[JENKINS-27514] Core - Thread spikes in Computer.threadPoolForRemoting leading to eventual server OOM - Jenkins Jira

Type: Epic
Resolution: Unresolved
Priority: Major
Component/s: core, remoting, ssh-slaves-plugin
Labels:
- slave
Environment:

Hide
We are running Jenkins 1.565.3 with ssh-plugin 1.5 (the default with 1.565.3) on half the masters and ssh-plugin 1.9 (latest version) on the other half of the masters. Both sets exhibit this thread leakage. All masters run on Ubuntu Precise with java version "1.7.0_65" OpenJDK Runtime Environment (IcedTea 2.5.1) (7u65-2.5.1-4ubuntu1~0.12.04.2) OpenJDK 64-Bit Server VM (build 24.65-b04, mixed mode).

Show
We are running Jenkins 1.565.3 with ssh-plugin 1.5 (the default with 1.565.3) on half the masters and ssh-plugin 1.9 (latest version) on the other half of the masters. Both sets exhibit this thread leakage. All masters run on Ubuntu Precise with java version "1.7.0_65" OpenJDK Runtime Environment (IcedTea 2.5.1) (7u65-2.5.1-4ubuntu1~0.12.04.2) OpenJDK 64-Bit Server VM (build 24.65-b04, mixed mode).

Epic Name:
Core - Thread spikes in Computer.threadPoolForRemoting
Similar Issues:
Powered by SuggestiMate

Show

This issue has been converted to EPIC, because there are reports of various independent issues inside.

Issue:

Remoting threadPool is being widely used in Jenkins: https://github.com/search?q=org%3Ajenkinsci+threadPoolForRemoting&type=Code
Not all usages of Computer.threadPoolForRemoting are valid for starters
Computer.threadPoolForRemoting has downscaling logic, threads get killed after 60-second timeout
The pool has no thread limit by default, so it may grow infinitely until number of threads kills JVM or causes OOM
Some Jenkins use-cases cause burst Computer.threadPoolForRemoting load by design (e.g. Jenkins startup or agent reconnection after the issue)
Deadlocks or waits in the threadpool may also make it to grow infinitely

Proposed fixes:

Define usage policy for this thread pool in the documentation
Limit number of threads being created depending on the system scale, make the limit configurable (256 by default?)
Fix the most significant issues where the thread pool gets misused or blocked

Original report (tracked as ~~JENKINS-47012~~):

> After some period of time the Jenkins master will have up to ten thousand or so threads most of which are Computer.theadPoolForRemoting threads that have leaked. This forces us to restart the Jenkins master.

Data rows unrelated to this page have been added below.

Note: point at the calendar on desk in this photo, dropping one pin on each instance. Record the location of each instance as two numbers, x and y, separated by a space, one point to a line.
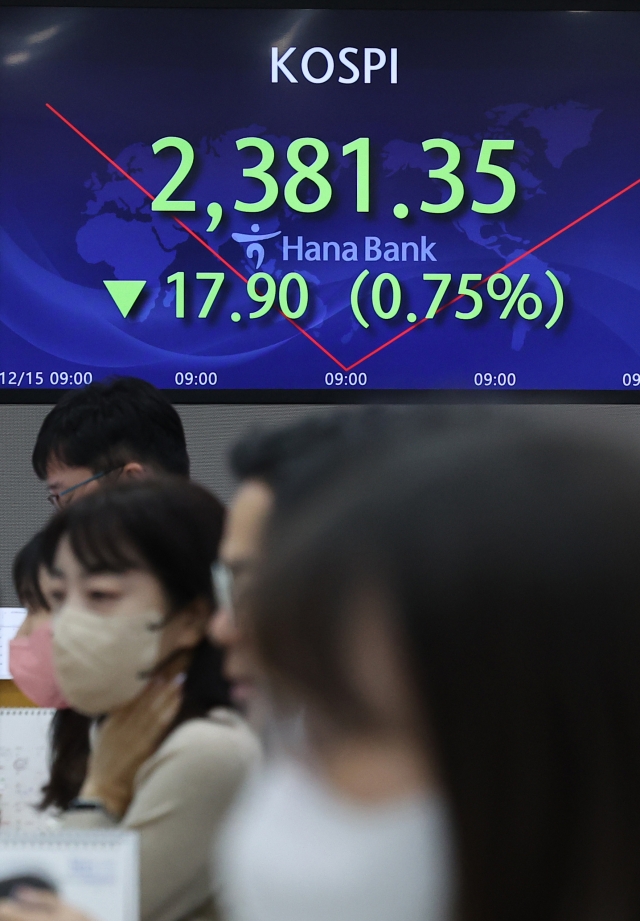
24 754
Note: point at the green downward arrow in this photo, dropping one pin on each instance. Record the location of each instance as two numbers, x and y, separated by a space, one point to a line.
124 293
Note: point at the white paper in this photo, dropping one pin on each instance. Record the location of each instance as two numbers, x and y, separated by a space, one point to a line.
95 871
10 620
24 769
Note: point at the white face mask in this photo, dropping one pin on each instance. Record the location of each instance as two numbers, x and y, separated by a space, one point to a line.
102 660
293 849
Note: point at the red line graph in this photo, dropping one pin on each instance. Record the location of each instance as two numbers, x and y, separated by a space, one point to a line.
347 368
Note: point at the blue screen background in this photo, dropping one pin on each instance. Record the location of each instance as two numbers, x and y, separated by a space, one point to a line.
564 86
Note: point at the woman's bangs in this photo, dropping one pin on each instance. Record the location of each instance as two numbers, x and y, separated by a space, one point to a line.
101 543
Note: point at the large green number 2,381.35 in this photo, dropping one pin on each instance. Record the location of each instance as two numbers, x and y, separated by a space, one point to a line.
447 174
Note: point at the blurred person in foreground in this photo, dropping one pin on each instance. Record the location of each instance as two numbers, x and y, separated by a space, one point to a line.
131 595
460 622
276 469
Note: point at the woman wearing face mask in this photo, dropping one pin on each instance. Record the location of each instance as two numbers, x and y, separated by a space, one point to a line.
131 595
30 660
460 618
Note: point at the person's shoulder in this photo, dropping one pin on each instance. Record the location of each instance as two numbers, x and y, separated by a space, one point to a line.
222 737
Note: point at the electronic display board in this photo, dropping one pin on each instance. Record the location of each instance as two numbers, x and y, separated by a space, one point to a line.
230 202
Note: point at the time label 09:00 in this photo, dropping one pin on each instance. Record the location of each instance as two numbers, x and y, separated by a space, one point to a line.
37 378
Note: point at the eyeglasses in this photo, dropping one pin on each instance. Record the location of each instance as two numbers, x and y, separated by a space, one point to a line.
55 497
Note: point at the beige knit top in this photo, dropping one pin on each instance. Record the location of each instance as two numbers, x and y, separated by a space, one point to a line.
181 795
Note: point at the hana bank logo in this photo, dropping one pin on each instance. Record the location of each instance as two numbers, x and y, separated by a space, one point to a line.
255 248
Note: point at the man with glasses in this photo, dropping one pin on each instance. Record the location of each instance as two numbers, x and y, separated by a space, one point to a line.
121 428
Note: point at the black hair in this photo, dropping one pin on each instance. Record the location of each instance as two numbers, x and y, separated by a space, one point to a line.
25 568
509 564
110 423
171 527
294 460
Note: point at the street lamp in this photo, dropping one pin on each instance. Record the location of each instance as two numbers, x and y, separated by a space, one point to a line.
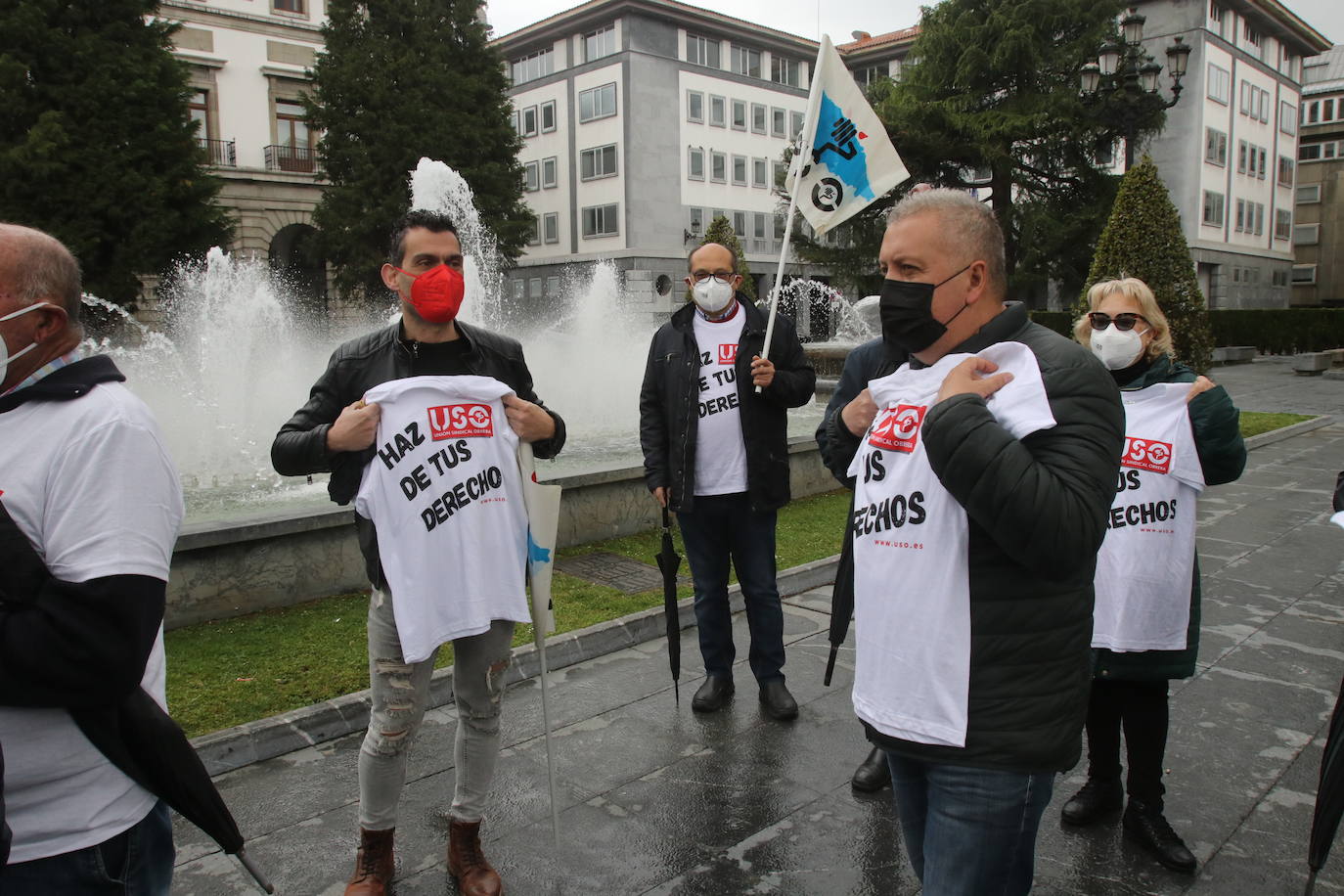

> We do add and delete slave nodes frequently (thousands per day per master) which I think may be part of the problem.

> I thought https://github.com/jenkinsci/ssh-slaves-plugin/commit/b5f26ae3c685496ba942a7c18fc9659167293e43 may be the fix because stacktraces indicated threads are hanging in the plugins afterDisconnect() method. I have updated half of our Jenkins masters to ssh-slaves plugin version 1.9 which includes that change, but early today we had a master with ssh-slaves plugin fall over from this issue.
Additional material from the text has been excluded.